I just got back from upstate NY visiting my Dad. I stopped to get gas about 20 or so miles from his house. Across the street from the gas station was, it looked like a brand new GMC Ext cab, Dmax, 8' box. It was hooked up to a 24' goose neck trailer. I didn't look like the trailer you have (flat) It was low in the back and went up toward the front. Ohhh ya i forgot to mention it was a SWR.......... 2500.!! The trailer was empty, i don't know what he was pulling with it. I forgot the camera. :realmad:


----------



## TEX (Nov 24, 2003)

sounds like a car hauler


----------



## Quality SR (Oct 25, 2006)

It must have been, now that i think of it I have never seen that type of trailer pulling anything else but cars. It was pretty wild to seen it on a 3/4 ton.


----------



## Q101ATFD (Oct 24, 2006)

I gotta jump in and add my 2 cents here...

Doing the math, 2x 5,000lb cars loaded in the best-case scenario for weight distribution (backwards), including the trailer weight, produces a tongue weight of 4,300lb. Thats about 700lb more than the max cargo cap of the truck (3,600lb or so).

Just one car loaded forwards, all the way forward still gives a TW of 4,050.

One car loaded forwards or backwards, to the rear of the trailer comes out well below the rating of the truck. The truck will handle fine with a properly loaded vehicle, but anything more than that is questionable.


----------



## snowman2025 (Jan 19, 2007)

Q101ATFD;394334 said:


> I gotta jump in and add my 2 cents here...
> 
> Doing the math, 2x 5,000lb cars loaded in the best-case scenario for weight distribution (backwards), including the trailer weight, produces a tongue weight of 4,300lb. Thats about 700lb more than the max cargo cap of the truck (3,600lb or so).
> 
> ...


you did see my post on the fact that i pull a backhoe almost weekly right? that truck, even tho he got a dodge dually would have easily handled 2 cars. you guys make it sound like he needs a semi. i see pick ups all day long on the interstate with 3 or 4 cars loaded on it...


----------



## Q101ATFD (Oct 24, 2006)

snowman2025;394352 said:


> you did see my post on the fact that i pull a backhoe almost weekly right? that truck, even tho he got a dodge dually would have easily handled 2 cars. you guys make it sound like he needs a semi. i see pick ups all day long on the interstate with 3 or 4 cars loaded on it...


I'm not saying that the truck won't pull it, or that he needs a bigger engine... I'm just showing how easily the GVWR can be exceeded with 2 cars on it. If you aren't careful, the DOT can park you on the highway if you fail a weight check (aka the numbers on your door), or even police escort you out of their state which happened a few times where I used to work.

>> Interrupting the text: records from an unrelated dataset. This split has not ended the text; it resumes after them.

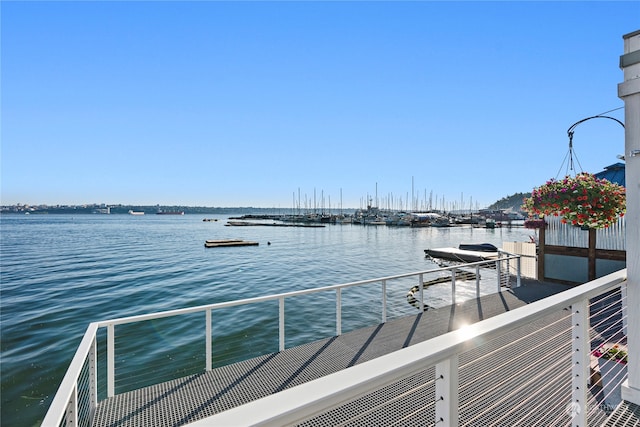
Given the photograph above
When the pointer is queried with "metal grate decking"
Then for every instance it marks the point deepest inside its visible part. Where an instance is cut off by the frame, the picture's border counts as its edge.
(199, 396)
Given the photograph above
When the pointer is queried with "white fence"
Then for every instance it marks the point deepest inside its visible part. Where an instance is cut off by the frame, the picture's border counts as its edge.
(559, 234)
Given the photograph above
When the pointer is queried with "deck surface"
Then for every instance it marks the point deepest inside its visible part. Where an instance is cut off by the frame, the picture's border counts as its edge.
(196, 397)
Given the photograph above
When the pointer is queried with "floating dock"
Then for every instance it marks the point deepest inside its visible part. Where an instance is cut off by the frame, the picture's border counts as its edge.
(265, 224)
(460, 255)
(228, 242)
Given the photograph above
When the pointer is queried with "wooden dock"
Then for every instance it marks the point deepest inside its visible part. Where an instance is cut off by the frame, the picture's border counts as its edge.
(228, 242)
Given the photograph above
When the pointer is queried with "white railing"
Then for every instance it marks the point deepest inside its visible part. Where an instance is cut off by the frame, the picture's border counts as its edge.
(76, 399)
(559, 234)
(297, 404)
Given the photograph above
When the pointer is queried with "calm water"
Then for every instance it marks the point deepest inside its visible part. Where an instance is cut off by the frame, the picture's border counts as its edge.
(61, 272)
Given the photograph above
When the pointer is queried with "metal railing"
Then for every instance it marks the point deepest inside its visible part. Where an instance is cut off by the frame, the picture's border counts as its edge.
(76, 399)
(587, 308)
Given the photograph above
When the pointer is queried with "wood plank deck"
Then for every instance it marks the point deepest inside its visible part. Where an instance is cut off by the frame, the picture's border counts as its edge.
(196, 397)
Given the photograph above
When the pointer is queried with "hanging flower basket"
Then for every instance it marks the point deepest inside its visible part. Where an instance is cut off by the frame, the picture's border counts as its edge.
(583, 200)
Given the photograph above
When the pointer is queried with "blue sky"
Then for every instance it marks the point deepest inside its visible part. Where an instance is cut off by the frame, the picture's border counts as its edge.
(252, 103)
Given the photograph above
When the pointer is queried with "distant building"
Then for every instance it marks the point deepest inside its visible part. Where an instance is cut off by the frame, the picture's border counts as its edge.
(613, 173)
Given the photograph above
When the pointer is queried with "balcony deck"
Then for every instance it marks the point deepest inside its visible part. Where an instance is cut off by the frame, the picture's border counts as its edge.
(196, 397)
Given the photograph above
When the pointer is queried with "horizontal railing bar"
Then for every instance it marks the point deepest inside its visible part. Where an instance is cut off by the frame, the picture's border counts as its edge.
(56, 411)
(314, 397)
(220, 305)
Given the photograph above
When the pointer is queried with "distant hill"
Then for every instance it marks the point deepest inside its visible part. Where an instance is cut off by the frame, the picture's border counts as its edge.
(513, 202)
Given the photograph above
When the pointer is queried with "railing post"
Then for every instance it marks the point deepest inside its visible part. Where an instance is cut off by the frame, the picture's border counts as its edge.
(447, 392)
(110, 361)
(72, 408)
(93, 377)
(281, 322)
(339, 311)
(421, 293)
(623, 305)
(453, 286)
(208, 343)
(384, 301)
(580, 361)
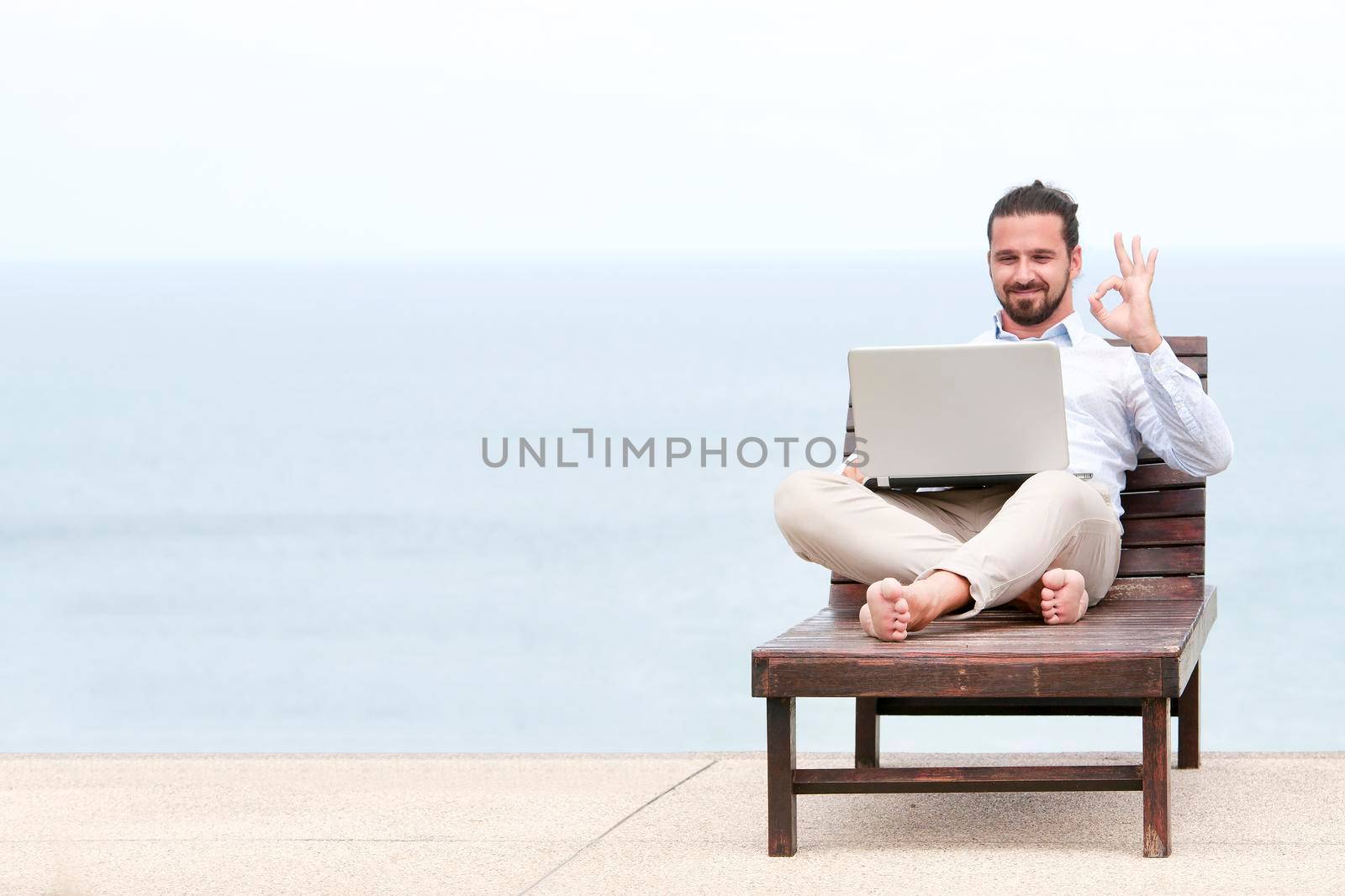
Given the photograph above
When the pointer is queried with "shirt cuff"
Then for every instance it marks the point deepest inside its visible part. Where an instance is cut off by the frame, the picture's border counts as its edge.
(1158, 361)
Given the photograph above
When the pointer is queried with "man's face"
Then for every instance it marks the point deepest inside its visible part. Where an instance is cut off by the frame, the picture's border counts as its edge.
(1031, 268)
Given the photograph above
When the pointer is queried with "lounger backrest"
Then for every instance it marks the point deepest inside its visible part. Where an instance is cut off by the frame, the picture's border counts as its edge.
(1165, 510)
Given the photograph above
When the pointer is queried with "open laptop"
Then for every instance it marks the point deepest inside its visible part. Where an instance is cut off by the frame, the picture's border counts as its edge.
(972, 414)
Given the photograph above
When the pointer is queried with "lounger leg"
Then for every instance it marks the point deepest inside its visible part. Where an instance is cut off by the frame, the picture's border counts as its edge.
(865, 732)
(782, 822)
(1188, 723)
(1156, 777)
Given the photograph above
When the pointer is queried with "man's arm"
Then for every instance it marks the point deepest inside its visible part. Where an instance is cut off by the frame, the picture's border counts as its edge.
(1169, 409)
(1176, 417)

I'm not busting on your truck either - at 18,000lb on a 7,500lb trailer, the TW is somewhere around 3,100lb (under your truck's cargo cap.) since you have it loaded correctly.

By the way nice trailer, payton - I'm jealous.


----------



## 04superduty (Jan 9, 2004)

snowman2025;394352 said:


> you did see my post on the fact that i pull a backhoe almost weekly right? that truck, even tho he got a dodge dually would have easily handled 2 cars. you guys make it sound like he needs a semi. i see pick ups all day long on the interstate with 3 or 4 cars loaded on it...


you backhoe is completly different than hauling 2 cars. you are able to balance the load better with your backhoe, notice how it sits pretty far back on the trailer, thus limiting the amount of tongue weight. 
now take 2 cars, one will be waaaay up front, the other over the trailer axles. it will be difficult to balance the load out, expecially with the trailer axles so far back. he will end up with alot of tongue weight.


----------



## Kevin Kendrick (May 3, 2007)

FYI - Copy and paste into your browser.

https://www.fleet.ford.com/showroom/rv_trailer_towing/2008/08AdvRVTTguideDec06.pdf


----------



## snowman2025 (Jan 19, 2007)

Kevin Kendrick;394413 said:


> FYI - Copy and paste into your browser.
> 
> https://www.fleet.ford.com/showroom/rv_trailer_towing/2008/08AdvRVTTguideDec06.pdf


looked up my white truck, 15,100 lbs. my new dually 16,000 lbs. not too shabby, i bet i was only over by 5 - 8 thousand pounds...haha


----------



## Precision Lawn (Jan 2, 2004)

*Trailer*

Nice trailer
I have been looking at the PJ trailers myself. I'm looking at the 35 foot goose neck with the hydralic lift gate its rated for 10,000 lb of lifting.

Frank


----------